The buildup to the January 6th insurrection clearly followed some of the processes of constitutional retrogression. All three factors are shown in the insurrection and the events leading up to it. The goal of the insurrection was to eliminate the competition of the election and leave Trump in power. This shows the lead up to competitive elections no longer being feasible. Rights to speech and association could be argued as still existing considering the insurrection could be interpreted as association. However, it is likely that other opinions would have been silenced. The people at the insurrection only had the goal of keeping Trump in office in mind. The right for others to speak and associate were at risk. On that day as well, the rule of law necessary for democratic choice to thrive almost fell. The insurrectionists managed to successfully enter the Capitol building and ended up stalling the outcome for hours, trashing the building in the process. Peaceful enforcement of the law was impossible in that time frame, as the only possible method to stop them was going to be use of force. It becomes clear that constitutional retrogression is in play.

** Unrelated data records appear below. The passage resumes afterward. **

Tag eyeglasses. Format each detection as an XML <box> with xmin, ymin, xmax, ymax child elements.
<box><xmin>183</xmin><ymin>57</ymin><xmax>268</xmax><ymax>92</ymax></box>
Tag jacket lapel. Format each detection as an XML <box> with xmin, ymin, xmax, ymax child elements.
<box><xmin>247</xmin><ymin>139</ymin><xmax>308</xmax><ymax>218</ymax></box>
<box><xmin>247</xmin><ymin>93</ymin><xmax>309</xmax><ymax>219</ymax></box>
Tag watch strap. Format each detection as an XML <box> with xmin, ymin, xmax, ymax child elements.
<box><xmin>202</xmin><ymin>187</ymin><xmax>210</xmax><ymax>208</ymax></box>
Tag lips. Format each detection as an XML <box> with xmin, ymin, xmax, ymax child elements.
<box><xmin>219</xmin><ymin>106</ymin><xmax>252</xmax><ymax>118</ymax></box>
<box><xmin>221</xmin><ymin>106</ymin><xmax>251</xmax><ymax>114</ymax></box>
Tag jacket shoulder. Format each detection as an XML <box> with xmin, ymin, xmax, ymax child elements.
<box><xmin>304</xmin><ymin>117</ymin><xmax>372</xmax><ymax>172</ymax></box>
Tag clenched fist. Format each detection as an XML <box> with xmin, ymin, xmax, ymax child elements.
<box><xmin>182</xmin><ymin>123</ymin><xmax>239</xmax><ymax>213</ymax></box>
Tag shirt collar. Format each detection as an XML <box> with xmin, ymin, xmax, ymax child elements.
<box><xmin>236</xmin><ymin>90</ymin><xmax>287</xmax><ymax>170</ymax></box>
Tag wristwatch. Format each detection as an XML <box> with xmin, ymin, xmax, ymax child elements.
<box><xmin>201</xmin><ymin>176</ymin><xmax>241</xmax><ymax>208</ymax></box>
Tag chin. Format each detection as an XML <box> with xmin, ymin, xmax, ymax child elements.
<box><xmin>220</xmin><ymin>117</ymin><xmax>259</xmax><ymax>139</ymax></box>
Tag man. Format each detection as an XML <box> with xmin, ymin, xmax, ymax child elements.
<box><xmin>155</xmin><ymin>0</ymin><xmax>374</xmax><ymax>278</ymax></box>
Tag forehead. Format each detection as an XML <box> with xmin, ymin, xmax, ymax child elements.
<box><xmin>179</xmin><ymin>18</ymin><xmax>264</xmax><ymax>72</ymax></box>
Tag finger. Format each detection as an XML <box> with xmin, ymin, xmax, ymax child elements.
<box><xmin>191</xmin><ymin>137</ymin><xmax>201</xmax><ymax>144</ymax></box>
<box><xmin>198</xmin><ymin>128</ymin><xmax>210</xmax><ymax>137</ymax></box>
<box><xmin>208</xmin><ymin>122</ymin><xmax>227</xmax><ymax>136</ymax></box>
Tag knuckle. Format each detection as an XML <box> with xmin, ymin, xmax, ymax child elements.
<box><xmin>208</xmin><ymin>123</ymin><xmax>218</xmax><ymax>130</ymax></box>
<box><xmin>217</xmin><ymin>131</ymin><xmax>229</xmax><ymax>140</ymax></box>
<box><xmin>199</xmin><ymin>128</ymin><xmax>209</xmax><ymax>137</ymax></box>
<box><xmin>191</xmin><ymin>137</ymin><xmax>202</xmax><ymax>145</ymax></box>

While it didn’t directly lead to amendments because the insurrection was unsuccessful, the goals of the insurrectionists follow the idea of retrogression. However, it is important to note that retrogression is slow and the event itself was not slow by any means. On the other hand, the gradual buildup that resulted in the insurrection had intentions to destroy the three basic predicates of democracy, therefore making retrogression apply.
It is important to establish that there are five methods by which constitutional retrogression is achieved. These are constitutional amendment, the elimination of institutional checks, the centralization and politicization of executive power, the contraction of the public sphere, and the elimination of political competition. For the purposes of analyzing the insurrection, it’s clear that the contraction of the public sphere was utilized to set the goal of eliminating political competition in the minds of the people. Statements made on President Trump’s twitter and his speeches before leading up to the insurrection show instances of public sphere and media manipulation.

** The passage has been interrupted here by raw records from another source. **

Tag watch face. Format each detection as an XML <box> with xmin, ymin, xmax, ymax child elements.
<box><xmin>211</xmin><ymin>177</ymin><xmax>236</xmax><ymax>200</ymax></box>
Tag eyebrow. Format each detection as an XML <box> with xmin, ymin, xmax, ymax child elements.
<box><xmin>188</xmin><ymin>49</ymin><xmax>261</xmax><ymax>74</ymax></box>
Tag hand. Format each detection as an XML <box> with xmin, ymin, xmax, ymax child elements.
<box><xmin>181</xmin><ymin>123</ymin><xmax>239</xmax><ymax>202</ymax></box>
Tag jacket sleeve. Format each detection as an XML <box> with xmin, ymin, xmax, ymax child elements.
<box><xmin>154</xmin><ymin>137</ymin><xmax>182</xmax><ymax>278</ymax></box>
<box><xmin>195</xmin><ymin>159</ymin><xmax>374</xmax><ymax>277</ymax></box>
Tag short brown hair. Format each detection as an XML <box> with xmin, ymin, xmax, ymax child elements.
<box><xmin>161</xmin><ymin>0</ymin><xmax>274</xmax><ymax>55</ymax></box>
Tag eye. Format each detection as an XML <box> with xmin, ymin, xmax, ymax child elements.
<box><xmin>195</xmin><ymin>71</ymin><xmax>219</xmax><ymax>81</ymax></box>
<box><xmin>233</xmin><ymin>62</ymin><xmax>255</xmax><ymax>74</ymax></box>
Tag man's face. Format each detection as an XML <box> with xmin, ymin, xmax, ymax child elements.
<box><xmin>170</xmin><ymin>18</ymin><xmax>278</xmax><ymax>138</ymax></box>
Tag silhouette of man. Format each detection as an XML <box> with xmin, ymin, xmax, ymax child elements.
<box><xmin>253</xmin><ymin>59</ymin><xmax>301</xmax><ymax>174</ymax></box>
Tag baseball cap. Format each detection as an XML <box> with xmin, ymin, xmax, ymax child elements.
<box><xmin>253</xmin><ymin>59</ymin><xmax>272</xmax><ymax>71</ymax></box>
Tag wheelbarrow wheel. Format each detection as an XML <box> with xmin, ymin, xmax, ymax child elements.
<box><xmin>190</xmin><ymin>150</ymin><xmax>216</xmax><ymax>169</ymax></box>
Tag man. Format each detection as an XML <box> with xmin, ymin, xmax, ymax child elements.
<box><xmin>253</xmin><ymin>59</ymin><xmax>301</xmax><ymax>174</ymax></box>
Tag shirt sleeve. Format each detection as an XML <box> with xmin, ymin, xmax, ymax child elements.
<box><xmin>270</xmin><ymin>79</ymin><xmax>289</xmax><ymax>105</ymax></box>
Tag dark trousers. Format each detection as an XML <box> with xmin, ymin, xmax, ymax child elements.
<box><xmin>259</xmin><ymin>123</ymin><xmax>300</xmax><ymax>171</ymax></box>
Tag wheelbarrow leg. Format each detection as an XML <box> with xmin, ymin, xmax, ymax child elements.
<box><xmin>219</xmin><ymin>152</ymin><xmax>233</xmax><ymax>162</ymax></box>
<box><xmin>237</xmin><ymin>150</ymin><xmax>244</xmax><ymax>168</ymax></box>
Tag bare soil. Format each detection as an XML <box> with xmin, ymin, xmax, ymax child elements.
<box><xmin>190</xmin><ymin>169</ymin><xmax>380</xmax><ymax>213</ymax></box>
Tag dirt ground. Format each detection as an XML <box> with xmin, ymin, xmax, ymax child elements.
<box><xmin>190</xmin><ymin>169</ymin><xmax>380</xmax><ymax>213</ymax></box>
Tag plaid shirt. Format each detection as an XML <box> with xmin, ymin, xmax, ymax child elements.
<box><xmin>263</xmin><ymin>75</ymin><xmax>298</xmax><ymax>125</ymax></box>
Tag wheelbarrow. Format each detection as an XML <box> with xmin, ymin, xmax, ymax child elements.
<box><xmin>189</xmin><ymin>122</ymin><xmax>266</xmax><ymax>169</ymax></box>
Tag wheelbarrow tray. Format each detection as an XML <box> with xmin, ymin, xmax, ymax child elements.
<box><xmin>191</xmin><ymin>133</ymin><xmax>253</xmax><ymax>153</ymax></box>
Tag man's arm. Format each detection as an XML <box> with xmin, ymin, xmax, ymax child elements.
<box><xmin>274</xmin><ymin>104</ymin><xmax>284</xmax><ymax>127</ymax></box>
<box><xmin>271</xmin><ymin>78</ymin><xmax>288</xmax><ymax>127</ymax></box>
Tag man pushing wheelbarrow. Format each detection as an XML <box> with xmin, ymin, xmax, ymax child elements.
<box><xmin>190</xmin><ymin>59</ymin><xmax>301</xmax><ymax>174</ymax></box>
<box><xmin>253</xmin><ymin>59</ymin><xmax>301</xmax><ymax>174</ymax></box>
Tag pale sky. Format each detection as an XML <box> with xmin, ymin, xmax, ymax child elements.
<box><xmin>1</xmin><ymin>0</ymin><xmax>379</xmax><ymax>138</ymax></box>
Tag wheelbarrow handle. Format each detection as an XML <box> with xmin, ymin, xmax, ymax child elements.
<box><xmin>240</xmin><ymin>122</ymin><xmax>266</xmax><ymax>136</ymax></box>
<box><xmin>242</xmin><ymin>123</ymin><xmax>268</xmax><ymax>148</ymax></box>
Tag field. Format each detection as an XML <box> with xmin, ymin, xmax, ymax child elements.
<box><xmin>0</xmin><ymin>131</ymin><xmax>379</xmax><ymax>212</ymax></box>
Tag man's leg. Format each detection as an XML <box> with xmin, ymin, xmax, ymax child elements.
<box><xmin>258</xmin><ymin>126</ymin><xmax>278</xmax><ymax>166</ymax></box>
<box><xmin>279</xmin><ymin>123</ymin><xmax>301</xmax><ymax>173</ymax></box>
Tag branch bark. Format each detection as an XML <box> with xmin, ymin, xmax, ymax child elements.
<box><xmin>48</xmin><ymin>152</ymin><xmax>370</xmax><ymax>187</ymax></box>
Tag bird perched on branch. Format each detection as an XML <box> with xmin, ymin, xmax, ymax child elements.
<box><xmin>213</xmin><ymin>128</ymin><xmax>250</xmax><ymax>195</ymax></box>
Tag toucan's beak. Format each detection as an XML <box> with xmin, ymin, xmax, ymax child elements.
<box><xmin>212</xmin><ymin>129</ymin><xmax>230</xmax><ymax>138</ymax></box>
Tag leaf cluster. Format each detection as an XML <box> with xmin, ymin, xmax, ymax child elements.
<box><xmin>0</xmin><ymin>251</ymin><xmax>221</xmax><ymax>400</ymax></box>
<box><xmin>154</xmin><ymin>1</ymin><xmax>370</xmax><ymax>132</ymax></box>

Manipulation of the public sphere essentially means that the government is manipulating the information that is told to the general public to impede their ability to make informed decisions. Trump was able to tweet “‘LIBERATE MINNESOTA’ and then, ‘LIBERATE MICHIGAN’ and then, ‘LIBERATE VIRGINIA, and save your great 2nd Amendment. It is under siege!’”. This is an obvious example of manipulating the public sphere and using words like “siege” and “liberate”. This militarizes the people and makes them feel as if action is urgent and as if their rights are in danger.
Public sphere manipulation is a recurring theme throughout Trump’s presidency, and he consistently resorts to this in order to rally his supporters to action. Another example was in one of his speeches in Wisconsin, where he states that “Make sure because the only way we’re going to lose this election is if the election is rigged, remember that. It’s the only way we’re going to lose this election”. This tells his voters that if they all go out and vote, he is guaranteed to win. In the event he doesn’t, there was election manipulation happening. This misinforms the public into believing that Trump’s loss was a result of a rigged election, and not what the people had voted for.
As a result, the manipulation of the public sphere that took place prior to the January 6th insurrection meant that the US’ constitutional regression had reached a breaking point. It had reached a point where the people were incited to almost cause an authoritarian reversion of sorts. Being sure of what might have happened had the insurrection been longer and more disastrous is not possible. However, the cause is apparent and is a result of gradual public sphere manipulation that took place. Knowing the end goal of the insurrectionists as well as the steps that were taken, it is clear the insurrection is a prime example of the concept of constitutional retrogression.